The Sunday Blues
Sunday, Sunday Sunday…. you would think a day off from working would be easy for me, but it never is. And it is not just recently or when I became a single mom; I don’t remember a time where a Sunday was easy for me.
On Sundays, my anxiety rages making me an irritable mess (and an irritable mom who wants to be with her son but also wants a little space at times to complete a thought and that is when the toddler decides he needs to be so close he is almost under her skin) and my depression makes me feel so tired (as does lack of sleep) and hopeless. Nowadays, it is worry about COVID, worry about Remy, worry about my family, worry about work, worry about home, worry I am not enough for all I need to do and be.

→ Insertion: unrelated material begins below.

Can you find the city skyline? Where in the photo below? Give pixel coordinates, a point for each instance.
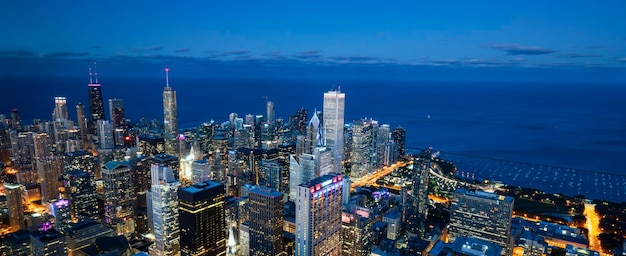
(439, 41)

This week it was the added worry about the upcoming storm; what if I go to work and get stuck there or in an accident going home, what if the storm is earlier than I planned for, what if I call out and the storm is minimal or all rain, I will feel like I let people down if I don’t go in (which is not the case), what about Tuesday and the weather then, it circles around in my brain like a caffeine and speed addicted hamster on a wheel always running. Plus, there is an underpinning of PTSD and trauma memories just under the surface of this thin Sunday ice which helps fuel it all. If the wave of all this emotional upheaval is large enough, I tend to ride it right into Monday and beyond. This Sunday I went with my gut and called out for tomorrow, I am needed there but I know they will survive the day without me (and who knows if it will be a full day for them anyway), its not like I was doing a life saving brain surgery tomorrow, sometimes I need to keep things in perspective. I have to focus on the good and not just the bad; the good of tomorrow is I get to have a fun snow day with Remy, there is no distance learning in preschool!!